Going across the length of South Dakota, one could easily get the impression there is a void, aching to be filled, either by hydraulic fracturing, as in its northern neighbour, or by patented corn, as in Nebraska, to the south. In the midst of this seeming void, near the hamlet of Belvidere, I looked heavenward, and was answered by these:
After a satisfying meal at JR’s Cafe, just off I-90, I drove on to Mitchell, best known as the hometown of the late Senator George McGovern. I got a good night’s sleep and spent the first part of the morning looking around Mitchell’s downtown. Here, one finds the Corn Palace, a favourite of families with school-age children.
You can see, it’s impressive and kitschy at the same time. Also impressive, at least to me, is the left-over steam pipe from an old school building, on the south edge of downtown.

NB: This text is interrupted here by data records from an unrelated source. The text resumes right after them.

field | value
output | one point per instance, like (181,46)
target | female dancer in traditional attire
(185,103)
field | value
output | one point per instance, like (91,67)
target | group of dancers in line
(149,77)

While I enjoyed a nice lunch at Grandma Max’s, in Sioux Falls, and enjoyed the banter of the truck drivers as they flirted with a pretty waitress, I did not have time to explore South Dakota’s largest city. My destination on Monday, July 22 was Pipestone National Monument. So, I drove over that way, via a back road that took me through Garretson, SD, and scenes like this;
Something tells me that the farms, and their steadfast, hardworking adherents, will be back. The good people of the soil have always ebbed and flowed like prairie grass.